Beklerim haftada bir name bu yaz
Yazacaksan dediğin vechile yaz
Niçin kondun a bülbül kapımdaki asmaya
Ben yarimden ayrılmam götürseler asmaya.
Kara gözler,
Sürmeli kara gözler,
Gemim deryada kaldı,
Gözlerim kara gözler.
Kalem böyle çalınmıştır yazıma,
Yazım kışıma uymaz, kışım yazıma.
2-ALİTERASYON
Dize ya da mısrada ahenk oluşturacak şekilde, aynı sesin veya hecenin tekrarlanmasıdır.
Eylülde melül oldu gönül soldu lale Bir kaküle meyletti gönül geldi bu hale.
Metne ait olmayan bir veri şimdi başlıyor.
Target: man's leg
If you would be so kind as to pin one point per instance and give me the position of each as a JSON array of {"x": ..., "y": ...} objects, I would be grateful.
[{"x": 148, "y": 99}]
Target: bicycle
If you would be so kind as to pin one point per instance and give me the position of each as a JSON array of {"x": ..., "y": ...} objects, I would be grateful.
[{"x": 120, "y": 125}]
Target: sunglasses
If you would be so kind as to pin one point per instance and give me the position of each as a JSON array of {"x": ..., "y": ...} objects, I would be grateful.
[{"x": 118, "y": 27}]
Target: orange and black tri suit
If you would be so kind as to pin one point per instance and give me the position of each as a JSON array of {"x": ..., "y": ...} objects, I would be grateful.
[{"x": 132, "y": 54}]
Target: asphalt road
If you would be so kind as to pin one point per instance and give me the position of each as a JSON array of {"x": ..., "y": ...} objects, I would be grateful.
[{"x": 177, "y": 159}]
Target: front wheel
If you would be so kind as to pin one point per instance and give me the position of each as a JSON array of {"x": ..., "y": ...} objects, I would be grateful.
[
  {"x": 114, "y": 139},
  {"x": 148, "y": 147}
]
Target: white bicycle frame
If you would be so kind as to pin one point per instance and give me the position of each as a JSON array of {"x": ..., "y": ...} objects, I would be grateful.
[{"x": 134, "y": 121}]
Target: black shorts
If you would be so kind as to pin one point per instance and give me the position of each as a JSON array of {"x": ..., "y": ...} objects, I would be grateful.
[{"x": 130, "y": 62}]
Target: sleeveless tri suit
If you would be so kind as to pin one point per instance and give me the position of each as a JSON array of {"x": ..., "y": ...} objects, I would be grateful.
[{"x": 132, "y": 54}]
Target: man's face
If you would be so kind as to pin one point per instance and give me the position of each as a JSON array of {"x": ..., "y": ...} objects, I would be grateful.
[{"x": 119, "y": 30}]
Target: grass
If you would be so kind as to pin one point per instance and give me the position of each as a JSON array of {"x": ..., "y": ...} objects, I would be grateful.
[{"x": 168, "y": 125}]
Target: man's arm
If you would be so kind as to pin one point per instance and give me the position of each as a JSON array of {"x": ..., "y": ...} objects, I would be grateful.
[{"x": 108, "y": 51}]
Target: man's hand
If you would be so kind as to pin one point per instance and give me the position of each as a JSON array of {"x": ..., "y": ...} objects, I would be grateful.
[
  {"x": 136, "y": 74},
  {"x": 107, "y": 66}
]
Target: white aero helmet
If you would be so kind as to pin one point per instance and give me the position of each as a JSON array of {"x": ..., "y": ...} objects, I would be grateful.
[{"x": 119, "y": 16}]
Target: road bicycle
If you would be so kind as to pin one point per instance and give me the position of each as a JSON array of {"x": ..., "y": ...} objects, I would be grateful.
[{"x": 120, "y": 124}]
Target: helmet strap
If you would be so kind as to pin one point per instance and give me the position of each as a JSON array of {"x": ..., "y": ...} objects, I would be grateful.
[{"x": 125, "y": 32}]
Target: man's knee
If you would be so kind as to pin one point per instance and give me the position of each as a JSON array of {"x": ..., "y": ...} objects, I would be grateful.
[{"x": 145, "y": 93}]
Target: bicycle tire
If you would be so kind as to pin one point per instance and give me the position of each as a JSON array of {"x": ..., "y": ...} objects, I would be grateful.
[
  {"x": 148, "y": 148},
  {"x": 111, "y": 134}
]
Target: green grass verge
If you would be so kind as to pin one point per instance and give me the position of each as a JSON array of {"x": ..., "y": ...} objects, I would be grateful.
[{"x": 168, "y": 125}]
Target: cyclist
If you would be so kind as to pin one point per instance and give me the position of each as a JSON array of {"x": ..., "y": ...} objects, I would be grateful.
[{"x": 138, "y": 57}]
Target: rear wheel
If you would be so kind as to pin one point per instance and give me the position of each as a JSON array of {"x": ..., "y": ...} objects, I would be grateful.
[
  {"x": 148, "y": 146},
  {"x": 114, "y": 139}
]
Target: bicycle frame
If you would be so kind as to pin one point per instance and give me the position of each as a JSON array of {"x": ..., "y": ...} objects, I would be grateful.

Seherde seyre koyuldum semayı deryayı.
Kara toprak içinde kara karıncayı karanlık gecede görür.
Beyaz gerdanında bir de ben gerek.
3-SECİ
Düz yazıda cümle içinde yapılan uyağa denir.
İlahi, kabul senden, ret senden; şifa senden, dert senden. İlahi, iman verdin, daim eyle; ihsan verdin, kaim eyle.
Ten cübbesi çak gerek, gönül evi pak gerek.
Ey gönlümün nuru, gönüllerin süruru!
De gül idim ben sana mail sen ettin aklımı zail. (Fuzuli)
4- LEB DEĞMEZ
İçinde “b, v, f, m, v” gibi dudak ünsüzleri bulunmayan sözlerle söylenen şiire “leb değmez” denir. Bu yöntemle şiir söyleme saz şairleri arasında yaygındır. Buna “dudak değmez” de denir.
Sessizlik geceleyin yolcusuz sokaklarda
Sükun dalgalarının ortasındaki ada
Fazıl Hüsnü Dağlarca
Her şey ne sıcaktı, her şey ne iyi
Hatta o karanlık, aysız geceler
Ahmet Kudsi Tecer
Dilersen dehrde âzâde-serlik
Gurûr-ı cihan terk eyle gedâ ol
5- AKROSTİŞ
Bir dörtlüğün, bir bendin veya bir şiirin dizelerinin ilk harfinin yukarıdan aşağı okununca bir söz çıkacak şekilde düzenlenmesine denir. Divan şairleri buna muvaşşah ve istihraç demiştir.
Akrostiş
İhtilal acentası...
Solun tam da ortası.
Moskof ’un oltası..
Eli, zulüm muştası.
Tek ümidi, cuntası
İnkılap, avantası...
Nemrut, onun atası...
Ölüm yolu, rotası..
Namlı servet çantası..
Ünlü küfür softası..
Necip Fazıl Kısakürek
Ektim aşk tohumlarını kalbime, filizlensinler diye
Rahat rahat kök salsın ve çiçekler açsın diye...
Hayret! nasıl olduysa çürüdü ektiğim tüm tohumlar
Ağlayarak sulasamda yetmedi gözyaşlarım yaşatmaya
Narin vücudum dayanamadı tabi, girdi kazdığın mezara!